Category: Theology

  • The Role of Science in Gender & Sexuality Programs in Faith Institutions

    I recently read about the University of St. Thomas in Houston launching graduate certificate and master’s degree programs in Catholic Women’s and Gender Studies that explicitly aim to integrate scientific disciplines, philosophy, and theology.

    These programs respond to what many see as a lack in religious education: students often feel ill‑equipped to engage cultural debates about gender and sexuality because they notice contradictions or gaps between scientific understandings (biology, psychology), philosophical anthropology, and Church teaching. The UST program seeks to ground discussions of gender and sexuality in robust theological and anthropological tradition while engaging contemporary science.

    What do I think is key here? Balance. It’s dangerous when any one dimension dominates -if theology ignores science, or science ignores ethics/spiritual formation. These programs are experiments in harmony: cultivating leaders who can speak with intellectual depth and compassionate clarity.

  • Myth, Ritual, and Identity: The Anthropology of Religious Festivals

    One of my favorite areas in anthropology is exploring how religious festivals shape identity, memory, and community cohesion. Rituals are not just symbolic; they’re social glue. I mean why else would cultural traditions remain such an important part of human societies given the technological and social advancement we’ve made since the inception of these rituals?

    Take, for instance, festivals tied to harvests, lunar calendars, or historical remembrance. Anthropologists study how these rituals reproduce collective narratives: who we are, our origins, our values. They also mark liminality -times when ordinary social structures loosen, allowing inversion (e.g. carnival traditions), renewal, or transformation.

    I’ve observed in case studies (across Latin America, Africa, Asia) that festivals often serve double roles: maintaining continuity (tradition, ritual forms) and offering space for innovation (performance, new participants, hybrid practices).
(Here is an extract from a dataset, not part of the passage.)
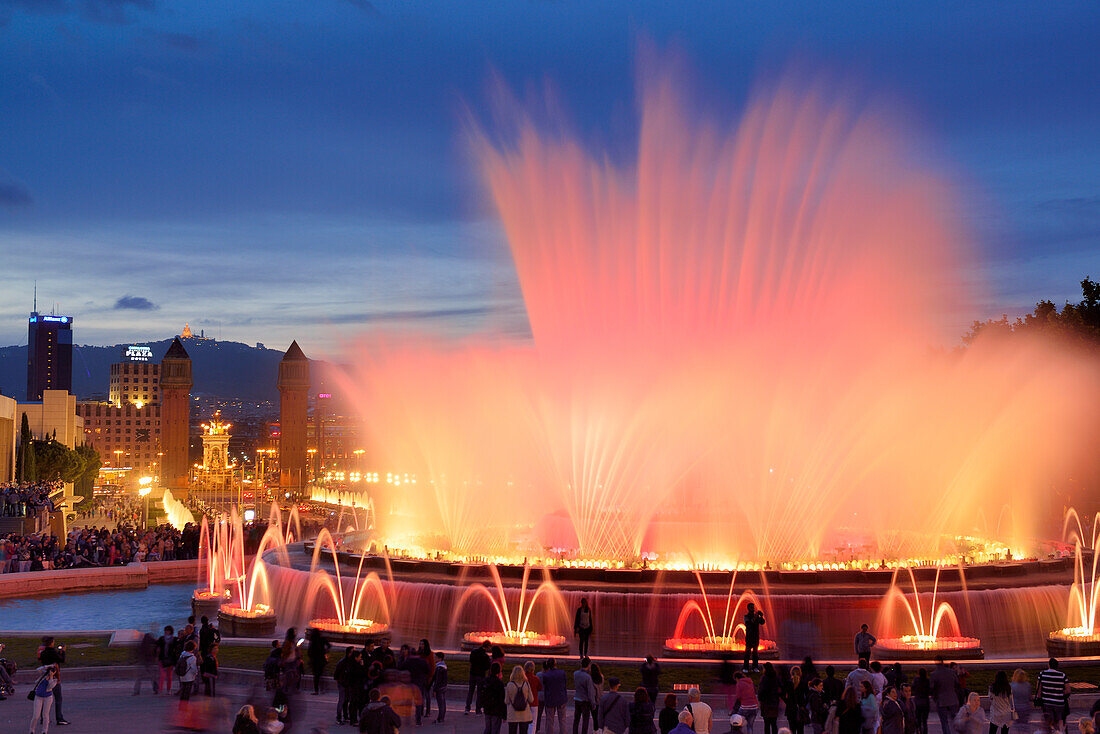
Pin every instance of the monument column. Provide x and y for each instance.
(175, 418)
(294, 392)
When diasporic communities celebrate traditional festivals in new countries, those rituals become sites of negotiation: between heritage, adaptation, assimilation.

    From theology, ritual is also sacramental: material, sensory, textual. They overlap how people feel, sing, eat, pray, and that matters deeply. Festival anthropology helps us see religion not only as belief but embodied practice.

  • Cultural Relativism vs Universalism: Navigating Moral Anthropology

    One tension that always intrigues me is between cultural relativism (the idea that moral values and practices are meaningful only within cultural contexts) and universalism (some moral truths are common to all humans). In anthropology, this is central: when do we respect cultural difference, and when do we say a practice violates universal human rights?

    For example, anthropologists study rituals or practices that from outside seem oppressive (e.g. female genital cutting, child marriage). Cultural relativists argue that condemning such practices without understanding their role in local social structure can be paternalistic and destructive. Universalists counter that some harms are too great to be tolerated, regardless of cultural meaning.

    I’ve found that useful frameworks often try to balance: engaging deeply with local meanings, listening to those inside the culture, and only speaking for change when harm is acknowledged and alternatives are locally viable. Tools like participatory research or collaborative anthropology help.

    Thinking about theology here adds another dimension: many religious traditions claim universal moral norms. When anthropology interacts with theology or ethics, the challenge becomes honoring both particular cultural expressions and shared human dignity.